Kauppakorkeakoulu | Laskentatoimen laitos | Laskentatoimi | 2016
Tutkielman numero: 14435
Cash flow forecasting in startup companies
|Otsikko:||Cash flow forecasting in startup companies|
|Vuosi:||2016 Kieli: eng|
|Asiasanat:||laskentatoimi; accounting; yritykset; companies; kasvu; growth; kassavirta; cash flow; ennusteet; forecasts|
|Avainsanat:||startup company, cash flow forecasting, forecasting techniques, growth factor, life cycle|
This study examines cash flow forecasting practices in the context of the startup company phenomenon in Finland. The first objective of this study is to investigate that how cash flow forecasting has been practiced in startup companies. A startup company is a young innovative organization founded to seek a scalable and repeatable business model, in this sense growth has become the most important topic for startup companies.
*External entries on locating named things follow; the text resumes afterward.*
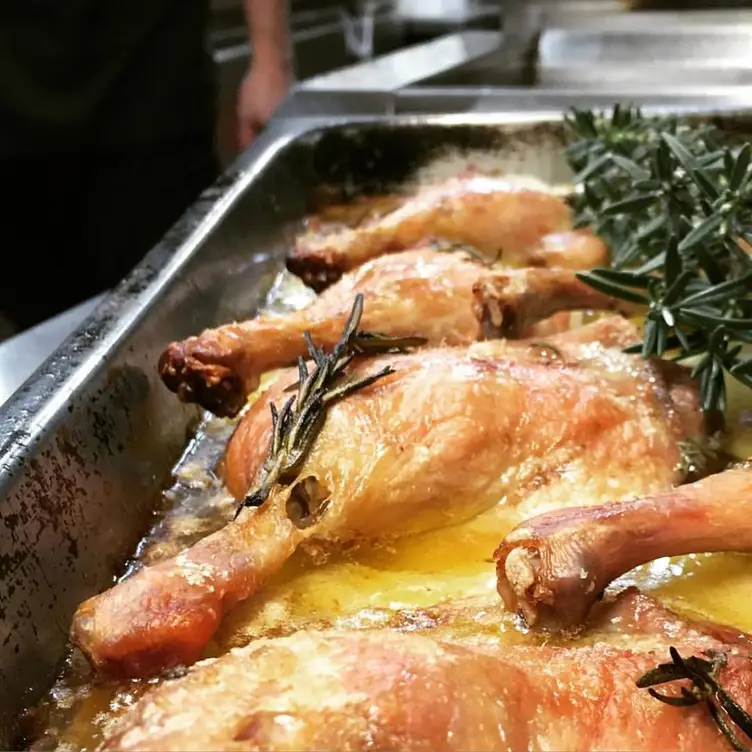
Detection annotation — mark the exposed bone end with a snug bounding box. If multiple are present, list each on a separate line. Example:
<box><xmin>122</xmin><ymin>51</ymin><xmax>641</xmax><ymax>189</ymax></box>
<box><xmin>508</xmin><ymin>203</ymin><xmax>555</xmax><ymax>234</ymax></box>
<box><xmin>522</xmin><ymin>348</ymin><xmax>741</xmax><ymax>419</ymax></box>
<box><xmin>495</xmin><ymin>524</ymin><xmax>602</xmax><ymax>634</ymax></box>
<box><xmin>496</xmin><ymin>547</ymin><xmax>540</xmax><ymax>627</ymax></box>
<box><xmin>158</xmin><ymin>338</ymin><xmax>253</xmax><ymax>418</ymax></box>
Therefore, secondary objective of this study is to investigate how a startup company forecasts its growth and how this is associated with its cash flow. Three research questions are derived from the research objectives requiring additional investigation.
The theoretical framework of this study is based on several topics. Previous entrepreneurship studies are used to explain the new startup company phenomenon. Earlier studies of cash flow forecasting, forecasting techniques, and company growth are discussed in the light of the research questions and objectives of this study.
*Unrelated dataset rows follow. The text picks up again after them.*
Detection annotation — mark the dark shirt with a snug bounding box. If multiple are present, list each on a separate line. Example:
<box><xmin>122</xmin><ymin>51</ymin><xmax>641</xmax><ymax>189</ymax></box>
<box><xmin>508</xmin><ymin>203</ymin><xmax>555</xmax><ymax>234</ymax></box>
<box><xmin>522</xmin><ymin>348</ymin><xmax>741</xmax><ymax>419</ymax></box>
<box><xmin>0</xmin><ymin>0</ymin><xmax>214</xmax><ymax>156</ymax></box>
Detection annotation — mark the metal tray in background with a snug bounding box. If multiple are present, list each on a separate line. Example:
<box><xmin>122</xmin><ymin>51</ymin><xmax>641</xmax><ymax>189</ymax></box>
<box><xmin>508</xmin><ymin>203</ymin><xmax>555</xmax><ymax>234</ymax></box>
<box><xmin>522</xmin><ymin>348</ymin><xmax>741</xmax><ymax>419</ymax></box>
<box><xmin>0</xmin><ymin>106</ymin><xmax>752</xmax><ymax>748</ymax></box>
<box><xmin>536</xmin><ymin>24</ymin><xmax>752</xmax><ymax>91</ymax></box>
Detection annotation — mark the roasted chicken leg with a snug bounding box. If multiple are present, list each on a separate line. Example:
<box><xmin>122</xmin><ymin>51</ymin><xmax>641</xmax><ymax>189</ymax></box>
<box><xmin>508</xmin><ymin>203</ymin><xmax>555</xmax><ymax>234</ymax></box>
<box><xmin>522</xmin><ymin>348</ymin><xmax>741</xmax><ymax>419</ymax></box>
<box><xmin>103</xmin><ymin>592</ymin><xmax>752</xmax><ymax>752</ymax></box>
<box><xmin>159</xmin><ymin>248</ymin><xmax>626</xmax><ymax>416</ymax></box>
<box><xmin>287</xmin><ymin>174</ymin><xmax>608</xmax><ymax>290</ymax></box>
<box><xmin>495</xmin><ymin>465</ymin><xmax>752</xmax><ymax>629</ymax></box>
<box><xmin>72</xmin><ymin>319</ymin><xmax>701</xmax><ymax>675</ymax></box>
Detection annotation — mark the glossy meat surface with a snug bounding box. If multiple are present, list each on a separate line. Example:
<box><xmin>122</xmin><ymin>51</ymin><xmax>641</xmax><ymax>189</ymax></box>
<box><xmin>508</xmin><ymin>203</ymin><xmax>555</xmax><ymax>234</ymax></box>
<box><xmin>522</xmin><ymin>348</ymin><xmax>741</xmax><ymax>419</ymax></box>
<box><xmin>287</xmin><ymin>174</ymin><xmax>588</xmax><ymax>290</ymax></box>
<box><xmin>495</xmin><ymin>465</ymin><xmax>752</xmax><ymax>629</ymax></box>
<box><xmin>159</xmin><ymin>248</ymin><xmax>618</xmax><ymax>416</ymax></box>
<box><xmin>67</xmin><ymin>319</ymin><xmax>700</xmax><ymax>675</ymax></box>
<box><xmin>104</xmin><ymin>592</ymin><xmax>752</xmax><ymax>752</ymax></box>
This study was conducted as a qualitative multiple case study of three Finnish startup companies. Each case company carries various characteristics regarding on its business model or industry, but all three case companies also have something in common. The empirical data was generated from not only semi-structured interviews with two founders, one manager of case companies, and one senior advisor from public funding agency, but also available company information. The empirical data was discussed and analysed with existing theory.
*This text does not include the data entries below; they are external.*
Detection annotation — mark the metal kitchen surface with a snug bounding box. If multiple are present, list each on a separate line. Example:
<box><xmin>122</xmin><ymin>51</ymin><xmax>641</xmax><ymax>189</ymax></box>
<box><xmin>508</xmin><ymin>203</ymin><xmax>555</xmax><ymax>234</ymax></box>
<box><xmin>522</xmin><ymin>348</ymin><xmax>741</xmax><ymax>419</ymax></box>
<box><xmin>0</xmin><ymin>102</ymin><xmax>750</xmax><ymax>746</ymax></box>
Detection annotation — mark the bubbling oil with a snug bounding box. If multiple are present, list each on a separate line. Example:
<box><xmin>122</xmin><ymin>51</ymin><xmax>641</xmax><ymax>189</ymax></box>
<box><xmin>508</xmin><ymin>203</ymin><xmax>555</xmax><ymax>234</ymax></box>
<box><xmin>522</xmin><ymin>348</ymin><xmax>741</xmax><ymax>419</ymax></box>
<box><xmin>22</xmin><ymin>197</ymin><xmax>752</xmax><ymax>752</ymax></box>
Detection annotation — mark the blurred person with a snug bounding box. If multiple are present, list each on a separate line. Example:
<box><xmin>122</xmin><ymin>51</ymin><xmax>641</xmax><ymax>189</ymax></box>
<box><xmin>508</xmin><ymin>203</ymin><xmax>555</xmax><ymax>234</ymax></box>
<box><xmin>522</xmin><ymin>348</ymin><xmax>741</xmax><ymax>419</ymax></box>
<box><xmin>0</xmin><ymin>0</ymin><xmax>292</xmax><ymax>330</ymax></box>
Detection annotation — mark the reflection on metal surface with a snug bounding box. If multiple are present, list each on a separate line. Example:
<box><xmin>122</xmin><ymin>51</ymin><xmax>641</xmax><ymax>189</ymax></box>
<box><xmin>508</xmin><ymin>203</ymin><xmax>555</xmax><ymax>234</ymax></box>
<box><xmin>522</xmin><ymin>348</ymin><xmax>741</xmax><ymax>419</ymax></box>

This study found some similar results to previous studies, consequently startup companies still have similar qualities like new ventures and SMEs have. However, there are numerous differences are shown in this study. This study found that cash flow forecasting is primarily applied for monitoring company's liquidity, and it is not used as a reporting technique for supporting investment decision making. Startup companies use advanced information technologies and obtain forecasting resources from its social and professional networks, rather than adopt traditional forecasting techniques. This study also found out that startup companies do not adopt traditional growth indicators, they plan and manage growth carefully with their limited working capitals.